China Seminar | 17 February 2000
Saying “No” and Not Saying “No”: About Authors and Readers in China
The latter half of the 1990s witnessed the emergence of “say ‘no’” sentiment in China. It appeared as an anti-American assertion of the narrow, Chinese variety of nationalism. Now, China is once again in the “say ‘no’” mood. (For the third time, some would argue.) Many scholars and observers have attempted to disassociate themselves from this sentiment. Perhaps the most eloquent expression of this distancing is seen in the unusual writings of Yu Jie. Few writings by the “say ‘no’” authors or by Yu Jie have been translated into English. Professor Kwok will introduce and analyze both sides in this China Seminar talk.

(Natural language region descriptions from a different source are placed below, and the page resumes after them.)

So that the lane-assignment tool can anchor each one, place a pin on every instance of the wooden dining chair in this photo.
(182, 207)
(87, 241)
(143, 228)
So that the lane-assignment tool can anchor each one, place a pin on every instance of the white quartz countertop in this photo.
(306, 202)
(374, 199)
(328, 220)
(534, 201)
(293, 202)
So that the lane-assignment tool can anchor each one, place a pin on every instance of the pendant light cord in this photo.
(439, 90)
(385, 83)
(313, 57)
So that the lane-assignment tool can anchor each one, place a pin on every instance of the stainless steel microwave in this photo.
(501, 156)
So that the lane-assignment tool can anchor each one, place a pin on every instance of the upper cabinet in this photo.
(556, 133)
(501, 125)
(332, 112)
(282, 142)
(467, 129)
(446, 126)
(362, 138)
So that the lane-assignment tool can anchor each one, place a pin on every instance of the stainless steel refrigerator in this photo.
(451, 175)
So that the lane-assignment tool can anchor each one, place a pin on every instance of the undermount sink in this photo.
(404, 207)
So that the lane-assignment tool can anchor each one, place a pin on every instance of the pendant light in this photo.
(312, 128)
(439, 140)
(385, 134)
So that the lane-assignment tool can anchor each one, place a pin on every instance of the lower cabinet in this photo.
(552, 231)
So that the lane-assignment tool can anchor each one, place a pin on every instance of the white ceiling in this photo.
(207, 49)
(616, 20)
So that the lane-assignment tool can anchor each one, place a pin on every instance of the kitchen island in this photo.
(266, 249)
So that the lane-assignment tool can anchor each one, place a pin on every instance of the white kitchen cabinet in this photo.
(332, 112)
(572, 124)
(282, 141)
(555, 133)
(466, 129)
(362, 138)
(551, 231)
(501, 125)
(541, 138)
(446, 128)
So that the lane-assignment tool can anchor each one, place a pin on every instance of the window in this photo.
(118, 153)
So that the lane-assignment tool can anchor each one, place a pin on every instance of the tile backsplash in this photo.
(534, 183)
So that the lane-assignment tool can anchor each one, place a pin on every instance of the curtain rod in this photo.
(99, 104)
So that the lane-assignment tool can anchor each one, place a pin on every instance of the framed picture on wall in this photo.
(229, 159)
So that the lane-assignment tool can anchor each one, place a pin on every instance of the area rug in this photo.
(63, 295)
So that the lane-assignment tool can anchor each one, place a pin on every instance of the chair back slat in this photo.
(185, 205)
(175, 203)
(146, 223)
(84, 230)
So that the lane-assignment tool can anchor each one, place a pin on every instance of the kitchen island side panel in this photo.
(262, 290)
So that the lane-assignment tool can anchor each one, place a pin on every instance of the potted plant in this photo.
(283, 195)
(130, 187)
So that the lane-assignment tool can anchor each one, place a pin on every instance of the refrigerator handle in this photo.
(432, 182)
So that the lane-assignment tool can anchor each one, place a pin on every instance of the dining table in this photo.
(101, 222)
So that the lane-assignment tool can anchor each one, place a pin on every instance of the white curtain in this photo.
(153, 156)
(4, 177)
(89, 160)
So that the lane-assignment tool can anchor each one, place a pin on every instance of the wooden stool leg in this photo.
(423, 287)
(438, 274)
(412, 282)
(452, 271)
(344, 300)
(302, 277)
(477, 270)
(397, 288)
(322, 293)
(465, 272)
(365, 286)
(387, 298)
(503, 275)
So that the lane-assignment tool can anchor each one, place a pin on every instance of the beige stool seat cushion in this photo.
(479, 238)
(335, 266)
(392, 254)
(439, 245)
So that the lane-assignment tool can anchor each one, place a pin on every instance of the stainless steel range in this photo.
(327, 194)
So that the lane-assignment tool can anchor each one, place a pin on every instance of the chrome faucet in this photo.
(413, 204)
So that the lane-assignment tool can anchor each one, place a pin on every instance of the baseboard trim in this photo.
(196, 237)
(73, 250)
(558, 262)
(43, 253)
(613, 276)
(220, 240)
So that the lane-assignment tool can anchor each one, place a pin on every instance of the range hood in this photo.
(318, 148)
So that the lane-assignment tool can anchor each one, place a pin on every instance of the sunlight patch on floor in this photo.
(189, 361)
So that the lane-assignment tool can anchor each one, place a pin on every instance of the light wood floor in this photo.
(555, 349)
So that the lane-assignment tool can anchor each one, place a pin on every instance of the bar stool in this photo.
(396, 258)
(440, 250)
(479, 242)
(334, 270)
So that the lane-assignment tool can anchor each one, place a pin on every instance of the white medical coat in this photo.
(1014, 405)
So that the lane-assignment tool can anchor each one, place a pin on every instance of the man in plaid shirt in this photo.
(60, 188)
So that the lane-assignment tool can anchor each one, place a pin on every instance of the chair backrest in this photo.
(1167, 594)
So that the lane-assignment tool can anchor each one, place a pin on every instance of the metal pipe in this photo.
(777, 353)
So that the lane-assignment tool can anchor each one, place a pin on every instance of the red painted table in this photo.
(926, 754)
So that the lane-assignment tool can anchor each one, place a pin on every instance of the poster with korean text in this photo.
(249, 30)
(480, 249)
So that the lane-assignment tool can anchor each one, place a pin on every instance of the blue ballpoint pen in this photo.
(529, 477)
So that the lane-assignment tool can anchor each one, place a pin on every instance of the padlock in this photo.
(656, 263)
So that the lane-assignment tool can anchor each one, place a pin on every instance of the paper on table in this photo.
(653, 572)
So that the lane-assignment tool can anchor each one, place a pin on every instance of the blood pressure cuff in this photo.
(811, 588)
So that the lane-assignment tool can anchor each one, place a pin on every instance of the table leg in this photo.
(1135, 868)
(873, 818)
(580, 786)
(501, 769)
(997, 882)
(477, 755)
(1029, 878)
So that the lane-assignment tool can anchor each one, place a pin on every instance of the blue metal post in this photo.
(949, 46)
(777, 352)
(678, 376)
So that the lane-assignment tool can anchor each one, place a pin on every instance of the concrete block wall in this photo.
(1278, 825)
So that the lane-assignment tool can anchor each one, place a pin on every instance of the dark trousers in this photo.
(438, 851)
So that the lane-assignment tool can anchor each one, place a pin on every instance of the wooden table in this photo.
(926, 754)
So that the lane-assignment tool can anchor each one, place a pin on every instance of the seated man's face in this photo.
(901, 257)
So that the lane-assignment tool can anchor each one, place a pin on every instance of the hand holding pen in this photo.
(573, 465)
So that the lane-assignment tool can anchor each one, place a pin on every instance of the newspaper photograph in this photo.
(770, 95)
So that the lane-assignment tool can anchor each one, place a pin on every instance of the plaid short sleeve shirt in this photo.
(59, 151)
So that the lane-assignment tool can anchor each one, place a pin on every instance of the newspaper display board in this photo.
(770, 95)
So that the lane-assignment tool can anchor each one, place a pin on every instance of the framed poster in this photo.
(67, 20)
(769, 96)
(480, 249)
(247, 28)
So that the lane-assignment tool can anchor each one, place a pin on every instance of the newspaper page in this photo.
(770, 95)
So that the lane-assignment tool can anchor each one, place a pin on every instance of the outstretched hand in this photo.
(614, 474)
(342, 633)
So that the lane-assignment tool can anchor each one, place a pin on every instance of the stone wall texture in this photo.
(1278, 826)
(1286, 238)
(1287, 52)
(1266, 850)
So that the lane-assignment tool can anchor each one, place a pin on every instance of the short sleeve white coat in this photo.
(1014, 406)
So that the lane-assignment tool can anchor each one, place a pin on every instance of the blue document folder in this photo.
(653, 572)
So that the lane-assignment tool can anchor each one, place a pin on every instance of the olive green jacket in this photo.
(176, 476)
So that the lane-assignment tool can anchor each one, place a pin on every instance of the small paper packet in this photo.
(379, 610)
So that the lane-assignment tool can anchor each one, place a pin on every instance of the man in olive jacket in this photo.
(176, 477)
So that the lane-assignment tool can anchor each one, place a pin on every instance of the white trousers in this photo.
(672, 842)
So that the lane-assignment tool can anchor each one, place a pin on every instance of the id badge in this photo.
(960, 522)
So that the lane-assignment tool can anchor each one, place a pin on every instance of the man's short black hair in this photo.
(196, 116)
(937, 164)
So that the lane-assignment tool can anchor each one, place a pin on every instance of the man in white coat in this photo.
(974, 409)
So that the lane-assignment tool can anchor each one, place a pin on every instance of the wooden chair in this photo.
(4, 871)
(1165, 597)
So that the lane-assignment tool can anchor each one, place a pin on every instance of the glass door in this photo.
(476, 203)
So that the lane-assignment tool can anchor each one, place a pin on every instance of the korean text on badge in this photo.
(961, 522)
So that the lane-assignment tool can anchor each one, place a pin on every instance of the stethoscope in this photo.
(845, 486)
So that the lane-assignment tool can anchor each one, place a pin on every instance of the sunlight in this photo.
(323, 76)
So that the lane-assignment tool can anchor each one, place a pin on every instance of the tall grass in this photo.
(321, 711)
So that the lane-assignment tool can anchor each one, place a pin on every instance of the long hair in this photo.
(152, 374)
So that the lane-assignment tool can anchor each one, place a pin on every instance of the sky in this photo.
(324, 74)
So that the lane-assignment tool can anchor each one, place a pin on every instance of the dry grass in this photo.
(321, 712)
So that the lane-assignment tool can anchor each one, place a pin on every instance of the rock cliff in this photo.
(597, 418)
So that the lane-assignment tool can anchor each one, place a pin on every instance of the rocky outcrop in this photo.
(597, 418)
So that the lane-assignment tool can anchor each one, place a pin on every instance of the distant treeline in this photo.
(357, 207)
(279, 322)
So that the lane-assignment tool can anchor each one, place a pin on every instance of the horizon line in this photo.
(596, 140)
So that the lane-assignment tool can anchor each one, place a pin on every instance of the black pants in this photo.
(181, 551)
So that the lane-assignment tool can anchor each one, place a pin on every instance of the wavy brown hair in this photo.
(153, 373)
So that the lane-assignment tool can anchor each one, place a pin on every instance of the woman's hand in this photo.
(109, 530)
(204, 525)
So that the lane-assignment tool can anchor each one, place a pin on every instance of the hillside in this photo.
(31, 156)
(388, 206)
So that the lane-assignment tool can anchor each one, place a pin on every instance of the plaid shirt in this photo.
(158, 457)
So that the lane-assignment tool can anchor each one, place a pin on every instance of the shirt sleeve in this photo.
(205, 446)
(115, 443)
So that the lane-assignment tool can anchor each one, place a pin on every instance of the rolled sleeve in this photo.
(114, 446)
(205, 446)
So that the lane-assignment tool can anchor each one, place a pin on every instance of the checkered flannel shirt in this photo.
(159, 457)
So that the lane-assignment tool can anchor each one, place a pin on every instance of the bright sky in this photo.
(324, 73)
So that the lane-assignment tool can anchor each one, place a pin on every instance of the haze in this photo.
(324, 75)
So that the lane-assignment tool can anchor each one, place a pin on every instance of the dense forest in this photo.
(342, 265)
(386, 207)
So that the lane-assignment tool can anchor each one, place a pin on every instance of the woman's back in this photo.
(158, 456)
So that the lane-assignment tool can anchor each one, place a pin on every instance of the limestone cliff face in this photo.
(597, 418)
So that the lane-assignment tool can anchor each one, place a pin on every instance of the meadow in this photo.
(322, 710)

D.W.Y. Kwok is an emeritus professor of history at the University of Hawaii, where he has taught undergraduate and graduate courses in Chinese history, Chinese intellectual history, and world civilizations. He has concurrently served in numerous administrative posts, including chair of Asian Studies, chair of the Department of History, and director of the Center for Chinese Studies. He also directs the university’s Asia Fellowships Program for Journalists. Among his publications are: Scientism in Chinese Thought, 1900-1950 (1965, 1971); Cosmology, Ontology, and Human Efficacy: Essays in Chinese Thought (with Richard J. Smith, 1993); his translation and editing of Yan Jiaqi and Gao Gao’s Turbulent Decade: A History of the Cultural Revolution (1996); and The Urbane Imagination: Ideas of Civilization in the Chinese Garden (1997).